Conversations on gender

Gender is such a malleable concept.  And it can be difficult for people who are entrenched in the general understanding of gender to understand the variances.

I spoke with  my friend Sarah Dopp here some months ago, but I’m not sure I mentioned her website Genderfork, which explores androgyny and gender variance through artistic photography.

I was recently teaching a sex ed class for middle schoolers, and one of the boys was looking at two pictures of an effeminate man from the book Naked New York by Greg Friedler.  In the first picture the man is fully clothed, and the second one he is fully naked.  The boy was grappling with gender and sexual orientation, and confused by the difference between the two.

He said something along these lines: “I can see from this first picture that he is a transsexual, but then I’m confused by this second picture.  He’s clearly gay from the waist up, but then straight from the waist down.  Can you explain this to me?”

Happily, the explanation was much easier to explain than the boy’s erratic guess. (The pictured man was somewhat androgynous, and that we could make no guesses or assumptions about his sexual orientation.)

I have just started a session of my class for parents, and one of the topics that the parents said they wanted to be sure and cover was the difference between transgender and transsexual and how those two topics relate to the gay-straight continuum.
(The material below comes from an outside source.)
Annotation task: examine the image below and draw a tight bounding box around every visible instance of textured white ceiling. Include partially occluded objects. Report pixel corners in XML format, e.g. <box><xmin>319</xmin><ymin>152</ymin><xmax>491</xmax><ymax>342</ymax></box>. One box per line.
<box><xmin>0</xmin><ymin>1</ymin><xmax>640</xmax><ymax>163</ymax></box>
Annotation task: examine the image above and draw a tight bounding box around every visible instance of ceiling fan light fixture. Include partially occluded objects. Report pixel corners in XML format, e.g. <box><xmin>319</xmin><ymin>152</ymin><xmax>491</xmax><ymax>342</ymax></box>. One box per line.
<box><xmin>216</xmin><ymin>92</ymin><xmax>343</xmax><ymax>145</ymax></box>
So I’ve been thinking about gender here and there over the past several months.

Then I ran across an article in the New York Times published today called Albanian Custom Fades –  Woman as Family Man.  In extremely patriarchal Albania, if the patriarch of the family died with no male heirs, a virgin woman in the family could take a vow of virginity, give up marriage, sex, and children, and become culturally a man.  Wow!

However, as women have gained rights in Albania, it is no longer problematic for a household to be without a patriarch, and so the custom has died out.  The women quoted in the article seemed basically happy with their lives as men, which they had both sworn to around age 20.  They felt they had more options, more freedom when they were young women living as men, and they had more respect now that they are old women living as men.  One woman said she might not have made the choice she did if women had had more options when she was young.
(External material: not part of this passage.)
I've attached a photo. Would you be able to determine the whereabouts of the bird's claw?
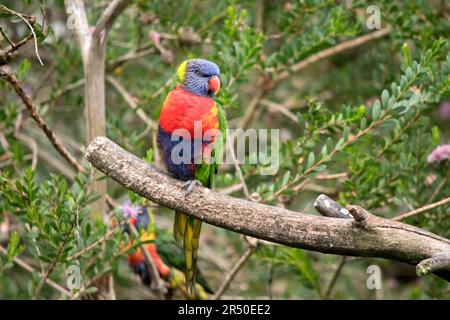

The article is sure to state that this tradition had nothing to do with being a lesbian.   But I wonder what it has to do with gender.  How much of young, virgin, Albanian women changing genders was based in need of the family, and how much was based in gender identity?  In any event, the Times article is highly interesting and has some great pictures.  It is well worth a read.
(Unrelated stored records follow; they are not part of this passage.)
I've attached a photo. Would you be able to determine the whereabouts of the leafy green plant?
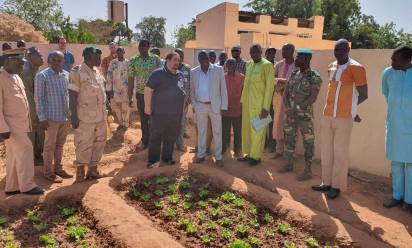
[263,214,273,224]
[227,239,251,248]
[26,209,41,222]
[220,192,237,203]
[154,189,165,196]
[306,238,319,248]
[33,223,47,232]
[163,208,176,219]
[140,194,152,202]
[283,240,296,248]
[156,177,169,185]
[167,194,180,205]
[67,215,80,225]
[220,228,232,240]
[277,223,292,234]
[154,200,165,209]
[186,223,197,235]
[39,233,56,248]
[67,226,89,242]
[200,235,213,245]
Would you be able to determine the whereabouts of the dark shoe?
[23,187,44,195]
[278,163,293,173]
[248,158,260,166]
[237,156,250,162]
[328,188,340,199]
[193,156,206,164]
[312,184,331,192]
[4,190,21,196]
[383,198,403,208]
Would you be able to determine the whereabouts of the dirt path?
[0,117,412,247]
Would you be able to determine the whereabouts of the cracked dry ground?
[0,115,412,248]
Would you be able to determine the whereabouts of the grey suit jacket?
[190,64,228,114]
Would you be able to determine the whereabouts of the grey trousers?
[195,103,223,160]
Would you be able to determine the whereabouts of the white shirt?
[197,66,210,102]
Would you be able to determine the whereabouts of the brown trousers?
[321,116,353,191]
[5,132,37,192]
[43,121,70,176]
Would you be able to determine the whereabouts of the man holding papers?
[238,44,275,166]
[279,49,322,181]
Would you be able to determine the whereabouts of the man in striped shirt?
[35,51,72,183]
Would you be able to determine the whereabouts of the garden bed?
[0,201,125,248]
[118,176,335,248]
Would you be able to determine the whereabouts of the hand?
[259,109,269,119]
[39,121,49,130]
[71,116,80,129]
[0,132,10,140]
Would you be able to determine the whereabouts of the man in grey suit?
[190,51,228,167]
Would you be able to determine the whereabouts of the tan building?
[185,2,335,50]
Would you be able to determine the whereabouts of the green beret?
[298,48,312,54]
[83,46,102,57]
(Oh, and we’ll be talking about gender and homosexuality in the third parent class, by the way.)

About Karen Rayne

Dr. Karen Rayne has been supporting parents and families since 2007 when she received her PhD in Educational Psychology. A specialist in child wellbeing, Dr. Rayne has spent much of her career supporting parents, teachers, and other adults who care for children and teenagers.

1 Comment

  1. Thanks for the link to the article about the sworn virgins of Albania. This is fascinating and a great example of how culture plays such an enormous role in our concept of gender. The fact that these women, simply by swearing to remain virgins, were completely accepted into the world of men is extraordinary. I had heard of “gender bending” practices among native peoples, but not in Europe.